Я, стараясь не рассмеяться, ложусь на пол, сладко потягиваясь, и с улыбкой слушаю их разговор: ну да, Мелани не в курсе, что пара Ева-Стефан трещит по швам по поводу предстоящего брака.
— Я? Я мечтал об этом! И, черт возьми, я безумно хочу, чтобы Ева сменила свою занудную фамилию на Клаусснер! Но эти вопросы: где будет проходить свадьба, кто будет на ней, какие цветы, какая рассадка, кто будет развлекать гостей, нужен ли оркестр и прочее — я на них не подписывался, Мел! Мне плевать, где будет свадьба: хоть на Гавайях в бикини или на Северном Полюсе с пингвинами. Но Ева хочет угодить всем!

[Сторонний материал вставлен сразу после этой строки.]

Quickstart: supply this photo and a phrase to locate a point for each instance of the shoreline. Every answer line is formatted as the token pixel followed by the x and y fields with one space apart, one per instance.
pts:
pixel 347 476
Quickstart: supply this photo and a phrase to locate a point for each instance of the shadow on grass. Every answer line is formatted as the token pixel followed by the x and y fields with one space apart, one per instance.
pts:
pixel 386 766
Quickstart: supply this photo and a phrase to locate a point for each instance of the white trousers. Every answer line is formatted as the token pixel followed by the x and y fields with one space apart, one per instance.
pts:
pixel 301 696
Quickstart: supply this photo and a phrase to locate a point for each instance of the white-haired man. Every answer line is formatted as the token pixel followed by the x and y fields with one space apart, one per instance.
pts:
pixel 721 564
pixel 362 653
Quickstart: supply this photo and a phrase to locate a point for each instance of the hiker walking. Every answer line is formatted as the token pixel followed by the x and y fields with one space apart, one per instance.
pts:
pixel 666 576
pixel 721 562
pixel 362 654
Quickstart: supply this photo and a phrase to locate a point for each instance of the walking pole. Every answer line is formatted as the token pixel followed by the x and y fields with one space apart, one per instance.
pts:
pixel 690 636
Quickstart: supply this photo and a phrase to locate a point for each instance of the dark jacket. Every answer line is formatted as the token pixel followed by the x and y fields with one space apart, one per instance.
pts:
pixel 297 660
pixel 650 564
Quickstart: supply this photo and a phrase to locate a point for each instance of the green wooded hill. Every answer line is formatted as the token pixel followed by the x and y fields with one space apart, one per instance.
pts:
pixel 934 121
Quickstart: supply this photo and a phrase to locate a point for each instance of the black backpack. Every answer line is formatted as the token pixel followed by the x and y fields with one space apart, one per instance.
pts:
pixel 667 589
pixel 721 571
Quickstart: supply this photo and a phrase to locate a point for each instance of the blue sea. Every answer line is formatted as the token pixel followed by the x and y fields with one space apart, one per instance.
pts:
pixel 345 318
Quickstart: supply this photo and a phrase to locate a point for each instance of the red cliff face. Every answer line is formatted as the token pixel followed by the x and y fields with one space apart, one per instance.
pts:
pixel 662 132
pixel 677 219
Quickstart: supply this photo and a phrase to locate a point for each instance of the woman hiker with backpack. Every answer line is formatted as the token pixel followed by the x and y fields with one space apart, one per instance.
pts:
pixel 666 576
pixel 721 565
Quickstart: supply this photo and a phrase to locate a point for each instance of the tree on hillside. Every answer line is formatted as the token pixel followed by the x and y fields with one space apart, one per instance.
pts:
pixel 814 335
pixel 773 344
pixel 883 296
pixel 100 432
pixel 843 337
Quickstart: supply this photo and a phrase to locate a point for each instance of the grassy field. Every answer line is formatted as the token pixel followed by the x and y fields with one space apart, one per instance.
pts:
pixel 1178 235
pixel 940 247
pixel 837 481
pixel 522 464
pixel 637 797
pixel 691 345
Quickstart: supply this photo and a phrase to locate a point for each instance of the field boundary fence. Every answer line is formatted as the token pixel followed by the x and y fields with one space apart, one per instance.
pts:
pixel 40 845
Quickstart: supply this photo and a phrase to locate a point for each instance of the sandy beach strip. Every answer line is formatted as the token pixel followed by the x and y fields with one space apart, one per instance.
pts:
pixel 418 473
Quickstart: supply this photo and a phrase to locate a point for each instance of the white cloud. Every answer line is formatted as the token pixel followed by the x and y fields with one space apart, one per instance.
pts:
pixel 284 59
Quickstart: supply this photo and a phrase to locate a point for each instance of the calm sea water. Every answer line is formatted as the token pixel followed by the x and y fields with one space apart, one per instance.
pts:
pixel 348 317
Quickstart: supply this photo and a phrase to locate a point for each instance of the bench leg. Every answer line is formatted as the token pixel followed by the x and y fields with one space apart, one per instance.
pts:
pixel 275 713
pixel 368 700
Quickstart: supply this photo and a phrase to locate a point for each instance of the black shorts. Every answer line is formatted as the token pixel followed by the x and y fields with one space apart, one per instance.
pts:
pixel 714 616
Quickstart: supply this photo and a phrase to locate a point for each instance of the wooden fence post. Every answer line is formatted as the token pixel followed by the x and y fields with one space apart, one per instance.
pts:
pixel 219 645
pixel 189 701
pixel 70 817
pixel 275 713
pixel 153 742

О! А это новая информация! Я поворачиваюсь на бок и смотрю на кислую рожу Стефа:
— Это кому хочет угодить Ева?
— Как кому? Лауре и своим родителям! Валльде — те еще педанты, семейка банкиров, имеют крутые связи. Хотят такую свадьбу, которую можно будет показывать, как самую образцовую для высшего круга. Скукота, одним словом! Лаура же хочет привести мать из психушки и еще несколько людей, которые в свое время в детстве нам помогли. Сам понимаешь, что это за люди…
Я киваю. Вне сомнений: либо бандиты, либо сутенеры, либо наркодиллеры. Хотя, точнее сказать, все вместе — итальянская мафия. В свое время Лаура многих своих бывших любовников, по которым плачет тюрьма, отправила на тот свет, избавляясь от навязчивых покровителей. Тогда, да, я понимаю, почему нервничает Ева. Банкиры и сумасшедшая фрау Клаусснер с Лауриными друзьями в одном месте — свадьба сулит проблемами.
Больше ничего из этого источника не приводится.